Grace Lavery asked me to share this. On her decision to cancel debates with Helen Joyce and Julie Bindel– pic.twitter.com/c6qDjYu92Y
— worms cited (@christapeterso) February 23, 2022
“One group of comrades seemed to think, as people often do, that ‘debate’ over trans civil rights is itself bad, and perhaps that it is connected to state crackdowns on trans people,” Lavery wrote. “I didn’t and don’t agree with that position: in my view, trans people need to be seizing as much camera time as possible, if we are to resist the extraordinarily rapid and far-reaching takeover of UK and US institutions by the so-called ‘gender critical’ activists.”
But when Lavery became aware of UnHerd’s ties to nazism, she decided she didn’t want to be associated with the organization in any capacity. So, she withdrew from the debate.
Still, Lavery was planning on going through with a similar event debating another anti-trans writer, Julie Bindel. But online hate aimed at Lavery and her mother led Lavery to withdraw from that debate as well.
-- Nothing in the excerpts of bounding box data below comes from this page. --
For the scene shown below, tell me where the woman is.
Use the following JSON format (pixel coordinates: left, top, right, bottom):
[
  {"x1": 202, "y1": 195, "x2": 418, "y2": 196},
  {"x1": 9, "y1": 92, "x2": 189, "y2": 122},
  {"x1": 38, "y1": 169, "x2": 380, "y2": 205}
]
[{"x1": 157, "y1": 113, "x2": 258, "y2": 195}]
“My mother was mobbed on Twitter by the same gender-critical activists who have been hounding me for the last few years, with some going so far as to post pictures of my husband and I having consensual, loving, and mildly kinky sex that GC activists stole from a private Instagram account some years ago,” Lavery explained. “The hatred, misogyny, and rage that were being directed at my mother were simply too much to bear. I could not, and can not, ask her to bear the vicious attacks that I have become used to.”
Lavery also felt “terrified” for her own safety.
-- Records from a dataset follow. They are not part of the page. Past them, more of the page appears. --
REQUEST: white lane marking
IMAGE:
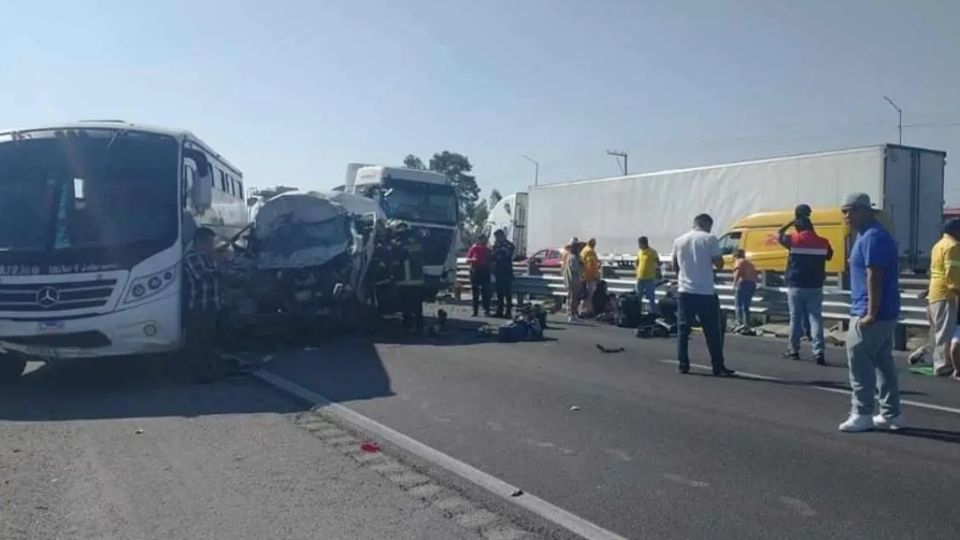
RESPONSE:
[660,360,960,414]
[663,473,710,487]
[254,369,626,540]
[780,496,817,517]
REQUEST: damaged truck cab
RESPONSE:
[233,193,377,321]
[345,166,460,298]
“I realized that my UK tour would likely become a focal point for the same kind of people who would send my mother pictures of me and Danny having sex,” she wrote. “I am scared of those people, and I am not prepared — in a literal sense, I am not prepared, cannot afford the preparations that would be necessary — to feel physically safe at a debate.”
Lavery will still be touring the U.K., though the debates have been canceled. Her book tour will also take her to the U.S., and she invites her critics to come speak with her on the road.
“I have written a book I’m proud of,” Lavery explained. “I hope the book tour does not go by without at least some capacity to engage my opponents directly, even if in an ad hoc way.”
Lavery concluded her statement by confirming that her beliefs on trans issues haven’t changed, only how willing she is to engage with hatred on the Internet.
“I remain quite sure that changing one’s entire hormonal system is not ‘cosmetic,’ that lesbians do not need the state to define lesbianism for them, that feminism does not need and should not seek an apparently natural account of womanhood, and I am quite sure that women’s rights are not, have never been, and must never be, ‘sex-based,’” Lavery wrote. “I hope someone can tell me why I’m wrong without justifying those harassing my mother.”